Nearly a third of prospective students interested in studying in the UK viewed the option of multiple intakes as an important factor when selecting a course.
The majority of students usually enrol at their chosen university in September, however travel restrictions due to ongoing COVID-19 measures in their home countries or lengthy visa processing may force some students to delay their plans for international study.
It is clear that universities are divided on this issue, with some of the belief that having multiple intakes makes it easier for students to enrol with their institution at the time of year which best suits their needs, while others opting to avoid the logistical challenges and complexities that managing multiple intakes brings.
62% of prospective students interested in studying in Australia and New Zealand placed ‘affordability’ in their top five most important factors in course selection, making it the single most important factor for them this year.
This may reflect the severe economic challenges caused by the pandemic, with some prospective students no longer having the same level of financial security that they once did, increasing their price sensitivity.
This insight is evidence of increasing levels of price sensitivity – particularly when choosing a course – which may need to be offset with increased flexibility around tuition fees, the provision of scholarships and a robust range of student support services to help students manage the financial aspects of their student life, such as employment and housing.
Environmental impact and social responsibilities
77% of candidates interested in studying in the EU said that they expect universities to be doing more to further the sustainability agenda and combat climate change.
The next generation of students increasingly expect universities to take an active role in supporting their local communities and the societies in which they operate. There is also an expectation that the higher education sector is at the forefront of developing new technologies to help us all live more sustainably.
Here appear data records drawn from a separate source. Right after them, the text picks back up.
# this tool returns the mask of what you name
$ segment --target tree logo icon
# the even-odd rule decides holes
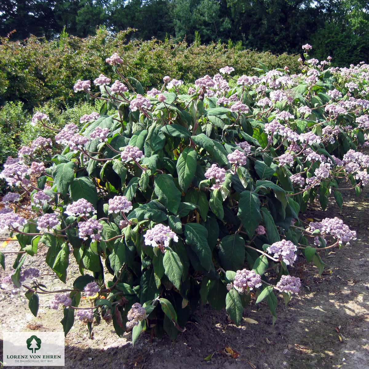
[[[31,336],[26,342],[27,343],[27,348],[34,354],[37,350],[39,350],[41,347],[41,340],[37,336]]]

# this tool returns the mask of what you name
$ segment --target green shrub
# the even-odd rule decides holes
[[[86,38],[69,37],[63,42],[31,37],[23,42],[0,38],[0,88],[8,101],[21,101],[32,111],[52,101],[59,108],[83,98],[70,86],[77,79],[93,80],[110,70],[105,59],[117,52],[124,62],[124,72],[137,78],[144,87],[156,86],[166,75],[192,81],[205,74],[214,75],[226,65],[236,73],[251,73],[259,60],[270,69],[288,65],[298,70],[298,56],[239,50],[224,44],[201,45],[172,39],[127,43],[132,30],[111,35],[106,30]],[[168,61],[170,63],[168,63]]]

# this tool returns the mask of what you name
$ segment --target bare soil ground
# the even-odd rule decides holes
[[[151,339],[143,334],[135,347],[131,334],[120,338],[111,324],[103,322],[94,327],[93,339],[90,339],[87,327],[76,321],[65,340],[65,367],[368,369],[369,201],[365,194],[357,197],[351,191],[345,191],[344,196],[342,215],[331,200],[326,211],[311,209],[303,219],[338,216],[356,230],[357,239],[341,250],[321,255],[326,266],[321,276],[315,266],[304,263],[303,258],[298,258],[292,274],[300,277],[303,287],[287,307],[283,299],[279,299],[278,318],[274,327],[266,304],[257,306],[254,301],[245,309],[244,316],[258,324],[242,322],[241,327],[237,327],[229,321],[225,310],[215,311],[207,305],[202,311],[199,310],[200,322],[187,323],[186,331],[174,342],[167,337]],[[18,249],[17,243],[11,242],[2,251]],[[56,277],[48,274],[49,269],[44,261],[46,252],[45,246],[41,247],[38,255],[29,257],[24,266],[37,268],[48,274],[42,277],[41,283],[49,289],[66,288]],[[7,257],[7,270],[13,259]],[[71,266],[68,270],[67,288],[79,273],[76,266]],[[2,270],[0,278],[5,274]],[[4,331],[62,331],[59,322],[62,311],[50,308],[52,296],[40,298],[39,313],[35,317],[24,298],[0,295],[0,339]],[[239,356],[233,358],[220,352],[226,345]],[[214,352],[211,360],[204,361]],[[2,340],[0,355],[2,358]]]

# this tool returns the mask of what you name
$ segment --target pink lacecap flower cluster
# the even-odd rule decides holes
[[[279,164],[282,166],[284,166],[286,164],[292,165],[293,164],[293,156],[288,153],[283,154],[278,158]]]
[[[159,94],[158,95],[158,100],[161,103],[162,103],[166,100],[166,96],[163,94]]]
[[[337,217],[325,218],[321,222],[311,222],[309,227],[312,231],[318,229],[322,234],[332,236],[338,239],[339,244],[349,245],[351,239],[356,239],[356,232]]]
[[[86,221],[79,222],[78,230],[80,238],[86,240],[89,237],[91,239],[96,241],[99,241],[101,239],[103,225],[97,219],[90,218]]]
[[[165,77],[164,77],[165,78]],[[164,82],[165,82],[165,81]],[[183,81],[180,79],[173,79],[170,81],[167,85],[167,88],[169,90],[173,87],[179,87],[181,85],[183,85]]]
[[[367,130],[369,128],[369,116],[367,114],[358,117],[355,121],[359,128]]]
[[[94,80],[94,83],[97,86],[104,86],[108,85],[111,82],[111,80],[103,74],[100,74],[99,77]]]
[[[256,230],[255,230],[255,232],[258,234],[265,234],[266,233],[265,231],[265,227],[264,227],[263,225],[259,225]]]
[[[85,286],[83,289],[87,296],[94,296],[100,290],[96,282],[90,282]]]
[[[13,158],[11,158],[13,159]],[[28,186],[30,180],[26,178],[26,176],[31,173],[31,168],[25,164],[19,162],[19,159],[11,160],[8,164],[8,160],[4,165],[4,169],[0,173],[0,178],[4,178],[11,187],[18,186],[21,184]]]
[[[90,213],[96,214],[96,211],[91,203],[82,198],[70,204],[64,212],[69,215],[85,217],[89,215]]]
[[[170,77],[169,78],[170,79]],[[159,93],[160,93],[160,91],[154,87],[154,88],[151,89],[150,91],[147,92],[147,96],[149,96],[150,97],[155,97],[156,95],[158,95]]]
[[[224,182],[225,179],[225,169],[213,164],[205,172],[204,175],[208,179],[213,178],[215,180],[215,184],[212,188],[213,189],[219,188],[220,184]]]
[[[301,288],[301,282],[298,277],[283,275],[276,287],[283,292],[297,294]]]
[[[243,141],[236,144],[242,149],[245,154],[249,154],[251,152],[251,145],[247,141]]]
[[[82,149],[84,145],[90,141],[90,138],[86,136],[76,133],[69,139],[67,143],[71,150],[77,152],[79,149]]]
[[[102,142],[103,141],[107,141],[108,135],[109,134],[108,128],[101,128],[101,127],[96,127],[94,131],[90,134],[91,138],[99,138],[99,140]]]
[[[215,83],[213,78],[207,74],[204,77],[196,80],[195,81],[195,86],[199,87],[211,87],[215,86]]]
[[[75,92],[78,92],[78,91],[85,90],[89,91],[91,90],[91,81],[89,80],[82,81],[80,79],[79,79],[73,86],[73,89]]]
[[[100,117],[100,114],[97,111],[93,111],[90,114],[85,114],[80,118],[80,123],[87,123],[92,120],[96,120]]]
[[[339,97],[342,97],[342,94],[336,89],[334,90],[330,90],[327,92],[327,94],[328,96],[334,99],[337,99]]]
[[[3,203],[6,208],[8,208],[11,203],[19,202],[19,194],[17,192],[8,192],[3,198]]]
[[[171,239],[178,242],[178,236],[168,226],[159,223],[152,229],[148,230],[144,235],[145,244],[153,247],[168,247]]]
[[[247,163],[247,157],[243,151],[235,150],[227,155],[228,161],[231,163],[245,165]]]
[[[287,265],[292,265],[296,260],[295,251],[297,250],[296,245],[292,241],[282,239],[275,242],[266,249],[266,252],[273,257],[282,261]]]
[[[35,174],[36,173],[41,173],[45,170],[45,164],[43,163],[39,163],[37,162],[32,162],[31,164],[31,174]]]
[[[232,104],[230,108],[231,111],[239,111],[241,113],[247,113],[249,111],[249,107],[240,101]]]
[[[69,141],[78,131],[78,126],[74,123],[66,124],[64,128],[55,135],[55,141],[57,144],[68,145]]]
[[[51,307],[52,309],[57,310],[59,305],[65,306],[70,306],[72,304],[72,299],[69,297],[69,293],[57,293],[51,300]]]
[[[230,74],[234,71],[234,68],[233,67],[228,66],[228,65],[219,69],[219,72],[222,74]]]
[[[126,325],[128,330],[131,329],[135,325],[138,325],[140,321],[143,320],[147,316],[146,310],[141,304],[135,303],[127,313],[128,321]]]
[[[115,80],[115,82],[111,85],[110,87],[110,92],[112,93],[115,93],[117,92],[127,92],[128,91],[125,85],[123,82],[121,82],[118,80]]]
[[[52,229],[56,229],[61,224],[55,213],[46,213],[42,215],[37,219],[37,229],[40,232],[47,232]]]
[[[305,179],[300,174],[293,174],[290,176],[290,179],[292,183],[299,184],[300,186],[303,186],[305,184]]]
[[[149,109],[152,106],[149,99],[138,93],[136,97],[131,101],[130,109],[132,111],[135,111],[140,108]]]
[[[116,53],[114,52],[110,58],[107,58],[105,61],[111,65],[116,65],[117,64],[123,64],[123,61],[121,58]]]
[[[124,147],[121,154],[121,157],[123,161],[131,161],[131,160],[136,161],[144,158],[145,155],[137,146],[131,146],[128,145]]]
[[[114,196],[109,199],[108,213],[128,213],[132,208],[132,203],[125,196]]]
[[[227,97],[220,97],[217,101],[217,104],[218,105],[227,105],[230,103],[229,99]]]
[[[11,275],[13,272],[14,270],[8,275],[3,278],[1,280],[1,288],[5,289],[8,288],[9,286],[11,286],[13,289],[11,294],[14,295],[18,294],[20,288],[14,284],[11,279]],[[21,287],[22,285],[25,283],[36,280],[36,278],[39,276],[39,275],[40,271],[36,268],[28,268],[21,270],[19,276],[20,286]]]
[[[34,127],[38,123],[39,121],[42,122],[42,121],[49,121],[50,118],[47,114],[42,113],[41,111],[36,111],[34,115],[32,117],[32,119],[31,121],[31,124]]]
[[[93,320],[93,311],[92,309],[79,310],[77,312],[78,319],[83,322],[92,322]]]
[[[250,291],[261,286],[261,277],[254,270],[247,269],[237,270],[233,281],[233,287],[240,293],[245,292],[248,287]]]
[[[31,203],[32,205],[38,206],[43,206],[52,200],[51,197],[43,191],[39,191],[34,193],[31,199]]]

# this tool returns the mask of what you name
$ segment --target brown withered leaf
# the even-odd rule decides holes
[[[234,359],[238,358],[239,356],[239,354],[235,350],[234,350],[231,347],[227,345],[225,345],[225,348],[224,349],[224,352],[226,354],[233,358]]]
[[[251,364],[251,363],[249,361],[248,361],[247,362],[250,365],[250,366],[251,366],[252,368],[252,369],[258,369],[258,368],[253,364]]]

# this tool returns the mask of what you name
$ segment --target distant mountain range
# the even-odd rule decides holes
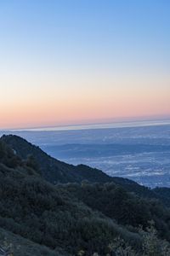
[[[122,255],[127,245],[128,255],[149,255],[138,227],[150,220],[158,234],[155,250],[165,249],[166,239],[168,253],[170,189],[66,164],[17,136],[0,138],[0,248],[6,237],[14,255],[105,256],[111,244],[122,247]],[[162,253],[156,255],[168,255]]]

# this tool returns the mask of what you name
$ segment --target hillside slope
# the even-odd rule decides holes
[[[4,135],[0,138],[0,141],[13,148],[16,155],[21,159],[26,160],[29,155],[33,155],[39,165],[42,177],[52,183],[81,183],[83,180],[91,183],[113,182],[122,186],[127,191],[133,192],[142,197],[158,199],[166,206],[170,207],[169,196],[167,196],[167,193],[161,193],[159,189],[150,189],[127,178],[111,177],[102,171],[88,166],[79,165],[75,166],[60,161],[48,155],[39,147],[32,145],[17,136]],[[170,189],[167,189],[167,190],[170,191]]]

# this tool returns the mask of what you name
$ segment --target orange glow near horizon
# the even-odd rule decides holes
[[[148,78],[147,78],[148,79]],[[0,102],[0,128],[41,127],[94,123],[121,118],[170,115],[168,80],[104,77],[83,80],[74,78],[28,79],[23,87],[20,79],[6,79],[6,90]],[[132,82],[133,81],[133,82]],[[50,83],[50,85],[48,85]],[[105,86],[107,83],[107,86]],[[58,86],[56,84],[62,84]],[[81,86],[79,84],[82,84]],[[145,84],[145,85],[143,85]],[[161,88],[161,90],[160,90]]]

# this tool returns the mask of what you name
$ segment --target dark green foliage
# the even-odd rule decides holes
[[[65,184],[47,181],[54,177]],[[154,219],[159,238],[170,237],[169,209],[157,200],[165,203],[167,195],[60,162],[19,137],[0,140],[0,227],[37,243],[42,251],[34,255],[105,256],[117,237],[128,247],[123,252],[131,254],[116,255],[143,255],[139,225],[150,232],[148,221]]]

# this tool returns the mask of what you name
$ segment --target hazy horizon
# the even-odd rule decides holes
[[[0,129],[170,116],[170,3],[0,3]]]

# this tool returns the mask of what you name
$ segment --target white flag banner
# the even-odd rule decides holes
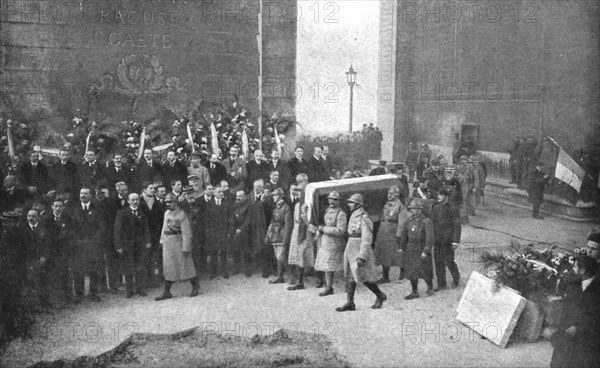
[[[569,184],[579,193],[585,171],[561,147],[556,161],[556,171],[554,176],[558,180]]]

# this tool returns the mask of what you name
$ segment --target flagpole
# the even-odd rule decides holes
[[[263,60],[262,60],[262,11],[263,0],[258,1],[258,148],[262,151],[262,88],[263,88]]]

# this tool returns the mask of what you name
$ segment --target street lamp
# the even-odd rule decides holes
[[[348,130],[352,134],[352,100],[354,98],[354,85],[356,84],[356,71],[352,68],[352,65],[350,65],[350,69],[346,72],[346,78],[350,86],[350,126]]]

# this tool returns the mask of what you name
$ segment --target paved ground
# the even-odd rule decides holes
[[[314,279],[309,288],[289,292],[283,285],[268,285],[259,276],[238,275],[212,282],[201,280],[202,294],[189,298],[188,284],[174,287],[177,297],[163,302],[123,295],[107,295],[104,302],[64,309],[41,318],[33,339],[13,342],[0,360],[0,366],[23,367],[39,360],[99,354],[123,341],[132,332],[177,332],[202,326],[214,331],[250,339],[270,334],[278,328],[301,330],[328,336],[340,354],[356,366],[548,366],[552,347],[547,341],[516,342],[500,349],[473,334],[454,319],[456,306],[469,274],[477,270],[482,249],[506,247],[511,239],[534,242],[544,248],[565,249],[585,245],[590,224],[572,223],[548,217],[535,220],[530,213],[501,207],[487,198],[463,228],[463,244],[457,259],[463,281],[460,288],[405,301],[410,292],[407,281],[383,286],[388,301],[381,310],[369,307],[374,301],[359,286],[355,312],[338,313],[345,295],[338,281],[335,295],[318,297]],[[392,278],[397,279],[394,269]],[[339,279],[339,277],[338,277]],[[424,285],[420,285],[424,295]],[[151,297],[159,294],[152,290]]]

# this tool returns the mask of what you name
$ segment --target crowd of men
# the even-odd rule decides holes
[[[3,176],[3,265],[26,275],[42,304],[48,304],[49,291],[56,288],[65,300],[74,291],[74,301],[80,302],[85,276],[92,301],[100,300],[100,291],[118,290],[123,279],[127,297],[146,295],[148,283],[163,279],[163,268],[173,263],[187,266],[185,275],[192,274],[192,265],[194,277],[209,270],[211,278],[217,277],[220,264],[220,274],[228,277],[228,255],[234,256],[233,271],[243,269],[247,275],[253,268],[250,262],[264,259],[263,276],[268,277],[276,264],[274,254],[261,249],[277,207],[270,193],[279,189],[292,204],[298,201],[297,179],[328,180],[328,147],[316,147],[308,159],[297,147],[287,162],[277,150],[269,160],[260,150],[249,161],[235,146],[228,153],[207,160],[192,154],[186,162],[170,151],[163,162],[146,149],[139,162],[129,164],[119,153],[100,163],[93,151],[76,163],[68,151],[60,150],[59,161],[47,166],[40,153],[31,152]],[[189,221],[185,236],[167,226],[166,219],[180,213],[178,209]],[[185,238],[175,243],[185,243],[181,252],[189,250],[191,263],[187,254],[185,262],[162,254],[173,240],[165,235],[169,232]],[[250,252],[241,249],[246,243],[262,254],[249,260]],[[192,284],[197,295],[197,283]]]
[[[394,210],[375,214],[377,227],[360,194],[348,201],[346,213],[335,192],[329,196],[330,207],[321,223],[315,225],[308,223],[302,199],[308,183],[330,179],[328,148],[315,147],[309,159],[302,147],[287,162],[276,150],[270,156],[267,160],[256,150],[247,160],[234,146],[225,158],[213,154],[203,162],[194,154],[183,162],[171,151],[162,162],[147,149],[139,162],[129,165],[120,154],[101,164],[88,151],[84,162],[77,164],[61,150],[60,160],[46,167],[40,154],[32,152],[16,172],[4,177],[0,192],[3,265],[27,280],[42,305],[50,303],[51,294],[60,294],[65,302],[81,302],[85,276],[91,301],[100,301],[100,292],[118,292],[123,284],[127,298],[147,296],[148,286],[157,282],[163,282],[164,290],[155,299],[164,300],[172,297],[170,289],[176,281],[190,281],[190,296],[198,295],[201,272],[214,279],[241,272],[250,277],[259,269],[264,278],[274,275],[270,283],[278,284],[285,282],[284,272],[291,268],[290,290],[304,288],[304,274],[309,272],[317,276],[318,287],[325,287],[321,296],[333,294],[334,273],[346,269],[354,275],[347,280],[347,291],[353,283],[365,282],[377,295],[375,306],[380,308],[385,296],[377,285],[389,282],[390,267],[405,264],[406,277],[415,285],[418,278],[425,279],[428,294],[433,292],[433,269],[415,271],[410,265],[424,262],[404,260],[417,248],[423,248],[419,257],[421,253],[431,256],[436,226],[416,216],[411,221],[429,225],[415,224],[402,231],[409,222],[409,209],[408,183],[401,168],[400,173],[397,167],[391,170],[402,178],[402,185],[388,194]],[[384,166],[371,174],[385,174]],[[430,178],[436,174],[432,171]],[[432,185],[428,198],[440,197],[455,208],[454,190]],[[410,211],[420,212],[423,207],[423,202],[415,201]],[[456,242],[460,237],[457,211],[444,212],[453,219],[451,238]],[[396,215],[401,215],[401,221],[393,218]],[[433,224],[436,221],[434,216]],[[386,224],[394,224],[394,229]],[[344,249],[352,249],[349,244],[354,243],[356,253],[344,256]],[[445,243],[452,248],[450,240]],[[407,255],[400,257],[398,247],[408,249]],[[458,284],[456,264],[447,253],[436,254],[436,259],[442,263],[448,259]],[[356,259],[362,260],[360,272]],[[378,273],[373,269],[365,278],[369,272],[363,272],[364,267],[375,267],[375,262],[383,266],[384,277],[375,277]],[[440,287],[446,287],[444,277],[438,280]],[[409,299],[416,297],[416,290],[414,286]]]

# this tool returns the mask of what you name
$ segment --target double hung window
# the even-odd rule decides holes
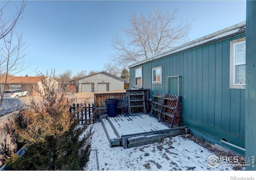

Universities need to ensure they are communicating, as well as improving their sustainability activities across a range of areas. This includes the reduction of single-use plastics and introducing energy efficiency measures to help accelerate progress towards becoming carbon neutral.
The opinions of others
69% of candidates interested in studying at an institution in Australia or New Zealand will speak to their parents about their study options, with 60% claiming their parents have ‘a lot of’ or ‘a fair amount of’ influence on their decision-making.
Deciding which university to attend can be challenging, but this process is made ever more complex when the decision is made to study abroad. Not only do prospective international students have to decide which university to attend, but also assess the employment, safety and logistics of studying in a particular country – all from a distance. Therefore, it is not uncommon for candidates to discuss their options with multiple people, including family, agents and representatives from the institution they are interested in.
Institutions might consider how they adapt and prioritise their marketing efforts to target these non-student groups who all have the power to influence student decision-making.